LCA is a powerful method for understanding the environmental implications of both existing and emerging technologies.^[28] LCA consists of five different phases: Goal and scope definition; life cycle inventory (LCI), life cycle impact assessment (LCIA), and interpretation.^[7] The first step on an LCA, goal and scope definition is where the decision is made on what is studied and how. The phase includes also the definition of the functional unit. After goal and scope of the work have been defined, and the functional unit set, the study can proceed to the inventory phase. In the life cycle inventory, data on the inputs and outputs throughout the life cycle of the studied product are collected and calculated.^[36] Inventory analysis is followed by life-cycle impact assessment phase where the emissions and resources are grouped to different impact categories (grouping) and converted to common impact units to make them comparable (characterization).^[37] The conversion into impacts is done by using specific characterization factors and multiplying the inventory results with them. Results of the characterization can then be normalized, which means that the characterized results are divided by a certain reference figure, the global impact caused by one person.
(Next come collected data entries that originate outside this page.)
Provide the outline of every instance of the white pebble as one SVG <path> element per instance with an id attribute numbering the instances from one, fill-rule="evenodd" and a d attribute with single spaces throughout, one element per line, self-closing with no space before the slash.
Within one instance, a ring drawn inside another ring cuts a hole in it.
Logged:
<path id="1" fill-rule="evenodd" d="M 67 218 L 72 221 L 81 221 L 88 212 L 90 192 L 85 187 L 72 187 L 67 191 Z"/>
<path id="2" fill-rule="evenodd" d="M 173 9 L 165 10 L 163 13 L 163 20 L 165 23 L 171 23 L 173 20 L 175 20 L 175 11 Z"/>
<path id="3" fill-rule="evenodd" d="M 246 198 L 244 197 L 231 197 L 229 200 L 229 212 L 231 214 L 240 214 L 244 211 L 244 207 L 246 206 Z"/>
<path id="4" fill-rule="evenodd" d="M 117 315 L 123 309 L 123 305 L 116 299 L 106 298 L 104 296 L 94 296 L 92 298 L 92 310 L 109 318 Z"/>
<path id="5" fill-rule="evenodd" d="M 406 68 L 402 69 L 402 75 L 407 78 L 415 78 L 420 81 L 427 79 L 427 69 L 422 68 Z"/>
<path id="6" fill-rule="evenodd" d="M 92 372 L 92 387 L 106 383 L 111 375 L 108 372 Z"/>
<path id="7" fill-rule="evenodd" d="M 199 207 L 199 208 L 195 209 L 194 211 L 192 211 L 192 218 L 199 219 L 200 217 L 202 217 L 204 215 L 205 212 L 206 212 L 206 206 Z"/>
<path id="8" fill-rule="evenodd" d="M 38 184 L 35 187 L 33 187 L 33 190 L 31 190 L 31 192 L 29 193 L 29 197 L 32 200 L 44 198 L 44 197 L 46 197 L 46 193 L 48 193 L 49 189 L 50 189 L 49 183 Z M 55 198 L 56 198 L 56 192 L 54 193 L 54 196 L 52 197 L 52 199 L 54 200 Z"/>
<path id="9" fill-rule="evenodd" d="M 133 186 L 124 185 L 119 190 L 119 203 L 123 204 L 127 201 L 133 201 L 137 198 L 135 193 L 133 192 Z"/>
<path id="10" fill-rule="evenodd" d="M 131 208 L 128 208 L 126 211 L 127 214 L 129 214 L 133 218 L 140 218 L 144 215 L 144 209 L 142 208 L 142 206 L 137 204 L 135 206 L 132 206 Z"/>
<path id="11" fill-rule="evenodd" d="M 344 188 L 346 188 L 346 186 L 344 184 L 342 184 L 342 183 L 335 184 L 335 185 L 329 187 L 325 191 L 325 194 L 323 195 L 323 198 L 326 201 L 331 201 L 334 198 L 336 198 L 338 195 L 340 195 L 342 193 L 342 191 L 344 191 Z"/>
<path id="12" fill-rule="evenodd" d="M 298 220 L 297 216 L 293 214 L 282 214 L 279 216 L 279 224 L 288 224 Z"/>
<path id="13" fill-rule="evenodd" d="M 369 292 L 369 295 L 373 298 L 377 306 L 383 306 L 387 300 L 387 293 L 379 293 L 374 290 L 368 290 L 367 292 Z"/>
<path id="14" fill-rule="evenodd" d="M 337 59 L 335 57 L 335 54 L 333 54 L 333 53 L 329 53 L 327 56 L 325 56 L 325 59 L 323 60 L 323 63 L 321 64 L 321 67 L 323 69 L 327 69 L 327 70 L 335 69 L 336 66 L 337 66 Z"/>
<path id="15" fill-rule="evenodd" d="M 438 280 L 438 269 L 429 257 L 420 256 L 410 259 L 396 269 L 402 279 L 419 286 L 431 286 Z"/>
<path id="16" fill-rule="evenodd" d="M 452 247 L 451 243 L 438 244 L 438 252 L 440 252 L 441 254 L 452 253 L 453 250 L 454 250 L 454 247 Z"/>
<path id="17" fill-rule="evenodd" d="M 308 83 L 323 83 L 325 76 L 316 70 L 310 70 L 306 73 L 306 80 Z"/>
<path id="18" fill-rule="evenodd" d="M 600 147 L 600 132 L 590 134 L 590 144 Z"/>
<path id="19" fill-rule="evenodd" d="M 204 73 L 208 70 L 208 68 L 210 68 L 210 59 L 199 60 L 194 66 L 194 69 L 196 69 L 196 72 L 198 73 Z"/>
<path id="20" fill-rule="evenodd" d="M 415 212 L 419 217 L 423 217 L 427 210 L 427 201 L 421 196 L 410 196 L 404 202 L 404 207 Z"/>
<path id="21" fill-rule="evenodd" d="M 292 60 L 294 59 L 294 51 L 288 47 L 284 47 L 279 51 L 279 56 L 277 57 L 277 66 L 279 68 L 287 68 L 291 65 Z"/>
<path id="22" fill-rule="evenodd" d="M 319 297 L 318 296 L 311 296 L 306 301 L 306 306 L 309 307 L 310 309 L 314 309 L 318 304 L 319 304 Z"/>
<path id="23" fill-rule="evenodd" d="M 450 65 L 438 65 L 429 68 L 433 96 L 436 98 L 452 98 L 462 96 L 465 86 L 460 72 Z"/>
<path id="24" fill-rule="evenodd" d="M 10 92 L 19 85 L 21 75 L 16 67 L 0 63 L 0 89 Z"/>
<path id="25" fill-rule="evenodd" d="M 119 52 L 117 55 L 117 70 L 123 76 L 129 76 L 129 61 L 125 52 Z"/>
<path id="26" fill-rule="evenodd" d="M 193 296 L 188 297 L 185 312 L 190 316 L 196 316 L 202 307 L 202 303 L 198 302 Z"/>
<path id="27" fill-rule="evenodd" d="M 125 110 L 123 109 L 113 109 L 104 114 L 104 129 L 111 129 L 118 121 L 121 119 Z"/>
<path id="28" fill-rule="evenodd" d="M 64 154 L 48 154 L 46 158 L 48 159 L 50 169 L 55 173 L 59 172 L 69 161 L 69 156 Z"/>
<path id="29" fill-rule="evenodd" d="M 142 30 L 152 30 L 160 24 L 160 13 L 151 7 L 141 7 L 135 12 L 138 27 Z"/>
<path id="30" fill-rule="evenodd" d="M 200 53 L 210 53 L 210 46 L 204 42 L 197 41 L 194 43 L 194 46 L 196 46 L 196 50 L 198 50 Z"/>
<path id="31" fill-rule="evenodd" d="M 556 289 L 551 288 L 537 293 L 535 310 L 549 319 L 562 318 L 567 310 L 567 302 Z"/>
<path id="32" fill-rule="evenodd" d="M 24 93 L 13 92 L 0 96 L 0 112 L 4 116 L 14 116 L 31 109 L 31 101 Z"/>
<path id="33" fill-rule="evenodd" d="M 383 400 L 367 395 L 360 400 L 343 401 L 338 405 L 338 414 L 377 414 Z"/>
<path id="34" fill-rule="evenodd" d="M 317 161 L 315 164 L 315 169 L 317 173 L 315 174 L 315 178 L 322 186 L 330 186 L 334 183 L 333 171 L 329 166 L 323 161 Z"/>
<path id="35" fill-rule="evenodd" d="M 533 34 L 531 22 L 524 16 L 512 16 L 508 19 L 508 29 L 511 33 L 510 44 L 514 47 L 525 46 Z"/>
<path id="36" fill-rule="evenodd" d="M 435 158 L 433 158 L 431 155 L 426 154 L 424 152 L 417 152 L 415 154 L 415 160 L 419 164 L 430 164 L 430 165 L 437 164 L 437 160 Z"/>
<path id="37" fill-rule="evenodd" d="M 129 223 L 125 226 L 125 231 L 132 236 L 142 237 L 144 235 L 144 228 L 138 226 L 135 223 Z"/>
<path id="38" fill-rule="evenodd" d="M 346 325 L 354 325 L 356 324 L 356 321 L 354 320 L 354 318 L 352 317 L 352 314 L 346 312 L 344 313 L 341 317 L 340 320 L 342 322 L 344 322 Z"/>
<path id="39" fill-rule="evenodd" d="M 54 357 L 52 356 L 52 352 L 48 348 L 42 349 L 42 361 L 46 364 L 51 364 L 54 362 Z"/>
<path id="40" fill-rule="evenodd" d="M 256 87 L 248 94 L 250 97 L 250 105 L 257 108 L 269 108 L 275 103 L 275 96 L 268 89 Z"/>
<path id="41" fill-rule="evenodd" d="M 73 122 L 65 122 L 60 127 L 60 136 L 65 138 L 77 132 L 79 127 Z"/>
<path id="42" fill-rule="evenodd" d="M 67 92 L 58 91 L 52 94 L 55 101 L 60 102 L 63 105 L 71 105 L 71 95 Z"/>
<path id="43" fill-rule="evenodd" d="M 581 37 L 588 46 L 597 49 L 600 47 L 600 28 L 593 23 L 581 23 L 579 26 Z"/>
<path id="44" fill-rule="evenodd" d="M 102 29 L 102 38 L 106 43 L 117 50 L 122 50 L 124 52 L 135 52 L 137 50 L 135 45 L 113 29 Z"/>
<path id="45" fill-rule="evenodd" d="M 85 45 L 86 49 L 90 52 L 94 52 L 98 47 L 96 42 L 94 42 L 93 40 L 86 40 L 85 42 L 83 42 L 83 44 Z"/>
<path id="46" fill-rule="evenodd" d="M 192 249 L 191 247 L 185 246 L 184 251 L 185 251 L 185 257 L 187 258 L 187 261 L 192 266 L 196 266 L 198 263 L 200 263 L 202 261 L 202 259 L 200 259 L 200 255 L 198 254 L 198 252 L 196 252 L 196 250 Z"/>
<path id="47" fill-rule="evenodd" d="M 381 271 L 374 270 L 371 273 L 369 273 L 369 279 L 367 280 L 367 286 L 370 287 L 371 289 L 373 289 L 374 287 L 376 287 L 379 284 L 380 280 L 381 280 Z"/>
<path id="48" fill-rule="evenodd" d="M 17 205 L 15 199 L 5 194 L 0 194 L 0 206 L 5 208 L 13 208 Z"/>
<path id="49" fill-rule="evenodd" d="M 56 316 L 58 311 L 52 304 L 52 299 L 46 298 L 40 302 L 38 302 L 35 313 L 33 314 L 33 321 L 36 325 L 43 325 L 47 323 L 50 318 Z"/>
The normalized impacts indicate the size of the impacts in comparison to one another, assuming they were all considered to be of equal importance.

In this study, LCA was used to identify and assess the potential environmental impacts of the developed technology and the target consumer devices, including materials development and scaling-up, prototype displays with innovative substrates, integration of EC with photovoltaics and sensors, printing technology implementation, use and different post-consumption scenarios (disposal and handling of end products incorporating electrochromics: recycling, reuse, etc). The process life cycles were modelled with the LCA calculation software SULCA.^[38] In the life cycle impact assessment, impact assessment methods recommended by the Product Environmental Footprint (PEF) were applied.^[11]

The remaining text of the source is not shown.